Schizophrenia Flashcards
How does the DSM - V define hallucinations?
- perception-like experiences occurring in the absence of an external stimulus
- occurring in absence of hypnogogia and hypnopompic experiences
What percentage of patients with schizophrenia report experiencing hallucinations?
75%
What hallucinations have the highest percentage experienced?
- 60- 70% experience auditorry hallucinations
What are the typically experienced auditory hallucinations?
- running commentary
- criticizing and condemning (persecutory hallucinations)
- command hallucinations (33-74% experience instructions to harm themselves)

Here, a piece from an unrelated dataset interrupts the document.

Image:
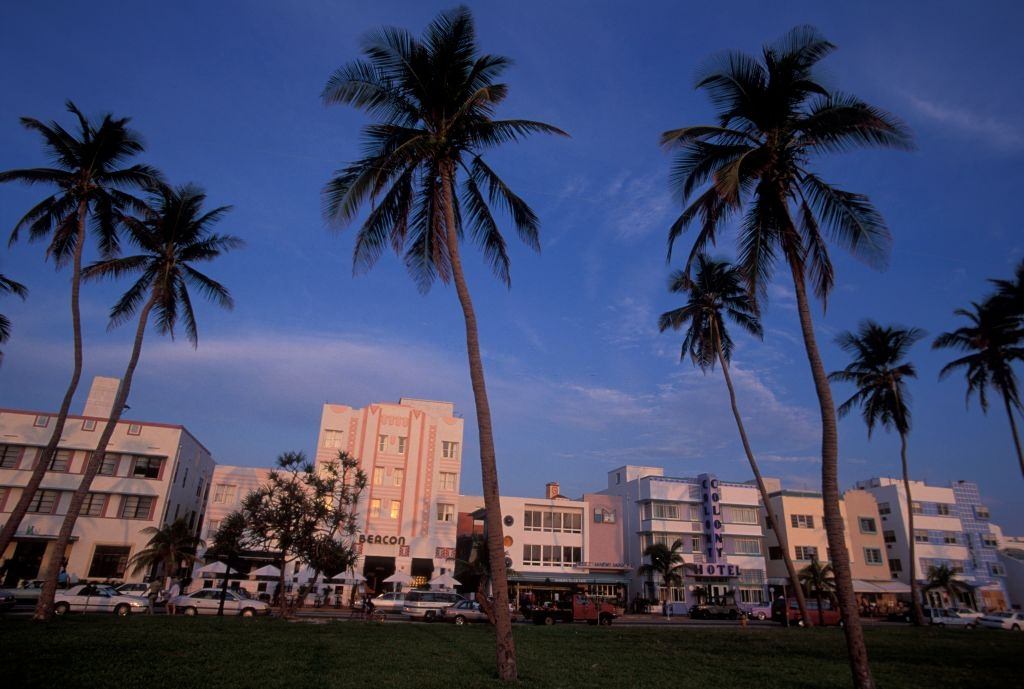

What are risk factors for hostility in schizophrenia?
- substance abuse
- non compliance with medications
- younger males with hx of violence
- hx of aggression/violence
Significant part is that because of the delusions cannot be predicted when and where they’ll occur
What is a delusion?
- falsely held belief despite what others believe and despite evidence to the contrary
- beliefs not culturally accepted
How are delusions usually categorised?
- by their content and bizareness
e. g. thought withdrawal, delusion of control, thought insertion, thought broadcasting
What is paranoid/persecutory delusions?
- beliefs others are acting to harm of plot against them
- patient heightened state of threat and hypervigilant to perceived threat
What is a delusion of reference?
- patients believe that personal messages are being conveyed via neutral sources (e.g. coded messages via tv news)
What is a grandiose delusion?
- belief one has special powers, abilities, influence, achievements or another identity that typically relates to power, wealth or fame
- also common in manic episodes
What is a nihilistic delusion?
- belief that one is dead or parts of body no longer exist
What is a somatic delusion?
- false belief that one’s organs are (diseased); infested with insects (parasitosis); anatomy is disfigures (dysmorphobia)
What is the passivity phenomena?
- belief that patient is under the control of another person’s force
What are delusions of guilt?
- cause of significant events (e.g 9/11; aids)
What are jealousy delusions?
- belief that one’s partner has been unfaithful (e.g. evidence via coded messages)
What is an erotomanic delusion?
- false belief that patient’s romantic feelings are reciprocated (often by a famous other)
What is a misidentification delusion?
- belief that someone they know has had their identity tolen
What is thought disorder?
- disturbance in flow and or form of speech
- illogical or disjointed speech
- structure of thoughts (form of speech: incoherent, nonsensical)
How are symptoms categorised in thought disorder
negative: reduced manifestations of thoughts & poverty of speech
positive: circumlocution (goes round and round point); nondirective & verbose (all over the place) derailment (comments slipping from one to next e.g. i payed tennis, going to the court, judge etc); tangential (talking around the point); echolalia; word salad; neologisms (idiosyncratic use of words)
what is disorganised behaviour in schizophrenia?
- grossly disorganised and abnormal motor behaviour
What are some egs of catatonic behaviour?
- extreme negativism (refuses to do what you say)
- immobility (‘waxy flexibility’- move arm and will stay there)
- catatonic excitement: excessive purposeless activity
- peculiar voluntary movements (posture, grimacing)
- echolalia, echopraxia, mutism
What are the subtypes of Schizophrenia?
- schizotypal (pd)–> argued to be precursor
- delusional (erotomania, persecutory, grandiose, jealous)
- brief psychotic disorder (sudden, <1m, return to fning)
- schizophreniform (1-6 m, lack of impaired fning)
- schizoaffective
- substance- induced psychotic
- psychosis due to a medical condition
- catatonia & other unspecified
What is criterion A for Schizophrenia in DSM-V?
A: 2 or more of following for sig portion of time during 1 m period (or less if treat successfully), must have 1,2 or 3:
- hallucinations
- delusions
- disorganised speech
- grossly disorganised or catatonic behaviour
- negative symptoms
What are criterion b, c and d-f of schizophrenia in dsm-v?
B: Significant impact to fn (below baseline)
C: continuous signs present for atleast 6 m (gradual deterioration in fn, must be at least 1 m of psychotic symptoms)
D-F: not better accounted for by dx, substance.medical condition or PDD.